New York, fin de siècle. An, unnamed, feckless young woman stares the 21st century in the face and decides the only way to deal with it is to try and blot it out. So she embarks on a project dedicated to sleeping as much as she possibly can.
There’s something of a Roman Candle effect to Moshfegh’s novel. in the opening chapters it blazes brilliantly. The protagonist’s sardonic voice and the beauty of the idea, (the rational beauty), are engrossing. Why wouldn’t you?, one can’t help thinking. How much better it would have been to have slept through the last two decades. The privileged narrator, who lives on the smart side of New York, previously working in a brilliantly described modern art gallery, exists at the supposed apex of civilisation, mixing with the brightest crowd in the most ostensibly sophisticated city on Earth. Yet she retains an outsider status, deliberately thwarting her own capacity to fit it, or to be ensnared, by this seemingly brilliant world, whose shallowness she’s only too aware of. Hence, she decides to embark on her project.

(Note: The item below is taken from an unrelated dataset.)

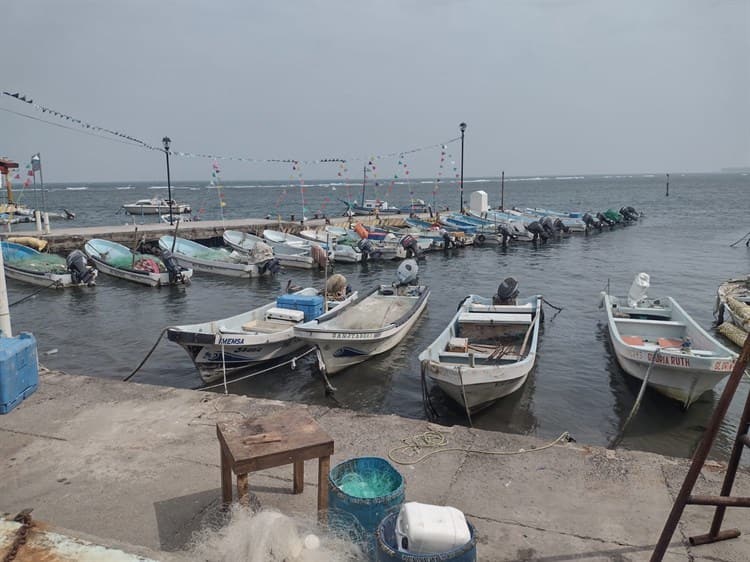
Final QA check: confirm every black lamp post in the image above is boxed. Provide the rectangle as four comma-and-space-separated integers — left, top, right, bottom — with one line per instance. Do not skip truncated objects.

The problem, perhaps, is that this is a fiercely anti-dramatic project. The sleeping beauty without a prince is a narrative dead end. So the author introduces various tricks and ticks to keep the idea bubbling. Under the influence of a certain drug, the narrator has black-outs, where she wakes up aware that her drugged sleep has masked somnambulant adventures, of which only traces, like her credit card bills and random purchases, remain. The focus switches to her relationship with her doomed friend, Reva, the anti-cool to the narrator’s über-cool.

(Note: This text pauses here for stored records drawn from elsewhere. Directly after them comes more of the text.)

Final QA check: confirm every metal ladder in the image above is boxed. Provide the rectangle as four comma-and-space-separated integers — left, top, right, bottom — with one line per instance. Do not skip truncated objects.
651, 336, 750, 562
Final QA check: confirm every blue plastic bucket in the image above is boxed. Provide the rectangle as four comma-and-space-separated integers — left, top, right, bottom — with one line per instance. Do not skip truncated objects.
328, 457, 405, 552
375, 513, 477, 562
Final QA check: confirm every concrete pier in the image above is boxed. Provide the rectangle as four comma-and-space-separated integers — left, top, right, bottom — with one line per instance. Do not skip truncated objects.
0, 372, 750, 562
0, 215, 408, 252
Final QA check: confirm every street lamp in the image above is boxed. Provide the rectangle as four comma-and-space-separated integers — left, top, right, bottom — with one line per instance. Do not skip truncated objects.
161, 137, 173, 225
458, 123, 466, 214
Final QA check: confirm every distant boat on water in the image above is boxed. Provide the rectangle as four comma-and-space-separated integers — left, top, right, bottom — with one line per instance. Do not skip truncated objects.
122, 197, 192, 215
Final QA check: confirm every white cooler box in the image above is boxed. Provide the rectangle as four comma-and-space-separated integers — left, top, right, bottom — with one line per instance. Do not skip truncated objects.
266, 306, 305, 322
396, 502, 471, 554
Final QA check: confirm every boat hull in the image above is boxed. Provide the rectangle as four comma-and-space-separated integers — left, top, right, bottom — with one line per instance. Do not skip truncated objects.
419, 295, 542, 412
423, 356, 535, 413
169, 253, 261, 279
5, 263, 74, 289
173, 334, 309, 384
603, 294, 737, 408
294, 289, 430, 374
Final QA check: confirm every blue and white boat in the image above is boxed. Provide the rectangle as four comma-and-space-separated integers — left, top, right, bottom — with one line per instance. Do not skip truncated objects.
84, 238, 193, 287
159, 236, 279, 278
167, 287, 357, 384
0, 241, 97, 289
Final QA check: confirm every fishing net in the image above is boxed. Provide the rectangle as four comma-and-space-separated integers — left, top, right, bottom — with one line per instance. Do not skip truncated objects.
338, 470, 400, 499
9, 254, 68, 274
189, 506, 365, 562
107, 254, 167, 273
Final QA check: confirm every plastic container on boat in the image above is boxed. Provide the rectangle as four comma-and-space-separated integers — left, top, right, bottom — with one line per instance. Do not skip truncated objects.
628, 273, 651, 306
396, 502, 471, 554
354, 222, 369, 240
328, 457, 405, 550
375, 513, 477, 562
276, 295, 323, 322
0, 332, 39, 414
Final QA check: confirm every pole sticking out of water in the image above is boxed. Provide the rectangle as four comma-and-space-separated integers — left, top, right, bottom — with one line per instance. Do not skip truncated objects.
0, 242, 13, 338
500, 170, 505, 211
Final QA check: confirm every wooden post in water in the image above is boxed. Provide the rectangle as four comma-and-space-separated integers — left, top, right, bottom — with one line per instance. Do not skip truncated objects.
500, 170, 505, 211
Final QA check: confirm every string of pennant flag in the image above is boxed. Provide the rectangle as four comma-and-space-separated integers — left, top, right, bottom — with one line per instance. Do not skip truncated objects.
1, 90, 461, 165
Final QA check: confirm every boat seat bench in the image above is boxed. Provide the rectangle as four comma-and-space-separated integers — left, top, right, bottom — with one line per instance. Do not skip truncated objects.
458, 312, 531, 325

The narrative starts to fray at the edges as it tries to sustain the brilliance of the opening chapters. Nevertheless, Moshfegh’s novel lucidly captures the uneasy, proto-digital age that dawned with the 21st century, the onset of a time that has lead to the increasing interiorization of communal space, steering us towards a world where no-one needs to leave their bedroom ever again.